I tried to do some souvenir shopping since I leave early in the morning, but it was rough. There's very little that looked appealing, and cheesy tourist crap isn't going to cut it. So those of you at home expecting goodies from the Czech Republic, be prepared for disappointment. Short of maybe some odd candies or whatnot. I'm not about to plunk down thousands of crowns for some Swarovski crystal, and there's no way any of the kitschy (but still pretty cool) ceramic beer steins would fit in my luggage. And I doubt anyone short of a hammered Brit on a stag trip would wear a Prague Drinking Team t-shirt. In fact, I've seen more than my fair share of them.
I did get a little shopping done, however. Back at my favorite cheap-ass grocery store, I bought fixin's for dinner tonight, as well as aforementioned candies, and a last couple of bottles of local beer. Besides the taxi money I've put away for the airport tomorrow, I'm pretty much flat broke. I just checked my balance and apparently, all my withdrawals in London sucked the life out of my account like some vampire with an ascot and bad teeth. The Czech Republic has been cheap, but even a week of holiday time in a cheap place can have you spending like an idiot, and that I've done.
So far, these final thoughts aren't sounding too good. Wet, broke, and without much shopping booty, I could really use something positive to write.
Well, here are what I think are cool observations about the Czech Republic.
- They love dogs here. Cute little dogs, in particular, and the fuzzier the better. Long-haired dachsunds abound. The curious thing is how many of them are wearing muzzles.
- As soon as the sun comes out, all the girls come out in short, short skirts. Unfortunately, their fashion sense is stuck in the 70's, and they cover up the legs with really cheap, shimmery pantyhose. C'mon gals, show off those gams. Pasty and white won't get any better if you don't let 'em see the sun.
- Speaking of Czech girls, they tend to walk around arm-in-arm all the time. Kind of like old Middle Eastern men. However, all my hopes of a sudden lesbo make-out session breaking out on the sidewalk have been dashed. Repeatedly.

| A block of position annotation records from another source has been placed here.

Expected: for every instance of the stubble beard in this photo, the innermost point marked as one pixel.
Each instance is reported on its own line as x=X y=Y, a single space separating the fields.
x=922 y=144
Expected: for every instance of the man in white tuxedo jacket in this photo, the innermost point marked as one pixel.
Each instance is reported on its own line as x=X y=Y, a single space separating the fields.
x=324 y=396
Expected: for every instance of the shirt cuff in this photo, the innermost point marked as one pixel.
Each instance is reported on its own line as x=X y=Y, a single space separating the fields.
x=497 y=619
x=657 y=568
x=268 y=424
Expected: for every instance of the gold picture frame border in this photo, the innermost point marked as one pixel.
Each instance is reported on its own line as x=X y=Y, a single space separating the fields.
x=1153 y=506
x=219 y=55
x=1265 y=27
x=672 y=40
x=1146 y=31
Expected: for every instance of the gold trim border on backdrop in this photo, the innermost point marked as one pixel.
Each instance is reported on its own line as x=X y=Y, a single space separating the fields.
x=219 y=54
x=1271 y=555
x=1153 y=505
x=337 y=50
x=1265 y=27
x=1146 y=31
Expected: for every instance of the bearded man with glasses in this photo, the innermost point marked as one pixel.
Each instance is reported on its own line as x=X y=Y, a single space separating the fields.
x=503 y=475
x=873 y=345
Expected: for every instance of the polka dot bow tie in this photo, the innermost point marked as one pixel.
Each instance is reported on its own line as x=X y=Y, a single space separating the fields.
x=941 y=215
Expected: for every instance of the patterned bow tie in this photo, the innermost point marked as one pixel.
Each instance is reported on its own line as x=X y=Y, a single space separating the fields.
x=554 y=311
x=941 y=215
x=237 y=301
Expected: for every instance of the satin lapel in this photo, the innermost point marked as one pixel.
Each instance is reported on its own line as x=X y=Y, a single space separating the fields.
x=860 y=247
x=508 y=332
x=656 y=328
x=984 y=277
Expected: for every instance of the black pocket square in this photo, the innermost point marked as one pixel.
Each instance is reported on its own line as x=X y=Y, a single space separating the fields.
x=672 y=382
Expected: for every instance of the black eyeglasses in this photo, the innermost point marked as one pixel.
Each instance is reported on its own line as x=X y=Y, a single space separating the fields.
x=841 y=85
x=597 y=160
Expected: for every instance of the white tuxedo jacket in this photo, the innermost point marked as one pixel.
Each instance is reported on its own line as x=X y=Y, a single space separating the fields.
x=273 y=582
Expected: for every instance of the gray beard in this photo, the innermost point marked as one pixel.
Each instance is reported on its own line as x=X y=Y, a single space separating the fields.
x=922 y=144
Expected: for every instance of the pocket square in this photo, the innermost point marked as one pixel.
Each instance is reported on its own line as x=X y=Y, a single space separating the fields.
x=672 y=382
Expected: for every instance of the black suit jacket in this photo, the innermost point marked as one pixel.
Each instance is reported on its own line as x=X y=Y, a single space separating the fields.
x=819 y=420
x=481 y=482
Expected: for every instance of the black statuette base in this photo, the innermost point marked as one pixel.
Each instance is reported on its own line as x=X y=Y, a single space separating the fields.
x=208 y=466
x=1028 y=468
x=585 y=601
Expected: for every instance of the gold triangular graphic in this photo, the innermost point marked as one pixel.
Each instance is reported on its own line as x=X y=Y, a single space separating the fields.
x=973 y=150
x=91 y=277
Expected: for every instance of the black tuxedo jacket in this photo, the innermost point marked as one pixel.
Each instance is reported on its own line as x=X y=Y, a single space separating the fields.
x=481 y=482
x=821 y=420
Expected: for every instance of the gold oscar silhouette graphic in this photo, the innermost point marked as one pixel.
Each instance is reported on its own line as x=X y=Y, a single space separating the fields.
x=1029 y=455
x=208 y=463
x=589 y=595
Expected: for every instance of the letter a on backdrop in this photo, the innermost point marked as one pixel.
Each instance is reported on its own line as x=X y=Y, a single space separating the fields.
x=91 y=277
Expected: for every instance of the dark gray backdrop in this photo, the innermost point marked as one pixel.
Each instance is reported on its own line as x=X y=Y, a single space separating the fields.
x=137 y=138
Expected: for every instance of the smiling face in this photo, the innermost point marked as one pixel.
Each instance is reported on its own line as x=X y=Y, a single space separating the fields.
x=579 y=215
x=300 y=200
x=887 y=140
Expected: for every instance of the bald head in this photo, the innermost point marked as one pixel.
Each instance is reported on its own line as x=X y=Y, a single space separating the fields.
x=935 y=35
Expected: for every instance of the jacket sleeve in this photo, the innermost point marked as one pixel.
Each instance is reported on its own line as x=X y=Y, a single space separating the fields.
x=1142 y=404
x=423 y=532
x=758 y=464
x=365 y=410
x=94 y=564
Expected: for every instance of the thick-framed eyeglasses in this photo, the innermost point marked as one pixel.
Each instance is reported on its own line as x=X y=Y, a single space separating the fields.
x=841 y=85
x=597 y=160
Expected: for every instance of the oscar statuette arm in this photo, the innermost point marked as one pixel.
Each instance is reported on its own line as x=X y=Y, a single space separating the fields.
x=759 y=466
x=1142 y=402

- People are rude, impatient, and pushy at stores, especially if there's a queue. Sometimes the old Soviet mentality will never die. Note the old fogies always trying to jump the line: That bread isn't going to disappear. In fact, there's more damn bread here than any sane person can handle.
- Czech beer kicks ass. Not that anyone needs reminding, but I keep thinking that to myself every time I have a Pilsner Urquell, Kozel, Staropramen, Budvar (the original Budweiser), Krusovice, Gambrinus... you name it. Of course, you still see morons drinking bottled Heineken, which is beyond me.
- Public transportation, even though some of the parts are relics from the Communist days, is still better here than it'll ever be in the States. It's a sad, pathetic state of affairs that in a place where people were learning the teachings of Marx and Lenin, trains, trams, and buses run with more regularity and reliability than in beacons of capitalism like New York or San Francisco.
- Locals are more annoyed by British and Aussie tourists than Americans. For once, we're not the least popular people drunkenly trashing the place. Then again, other than an expat community and a handful of visitors, there aren't that many of us here. Which makes my occasional use of Czech that much more appealing to the ladies. Har har.
- Internet access is dirt cheap. And fast. And generally pretty abundant. Only the meter is running and I'm trying to save every last crown for later tonight, should I decide to hit the local wine bar to have a last few Moravian reds.
Dobry vecer, friends. By this time tomorrow, I'll be home.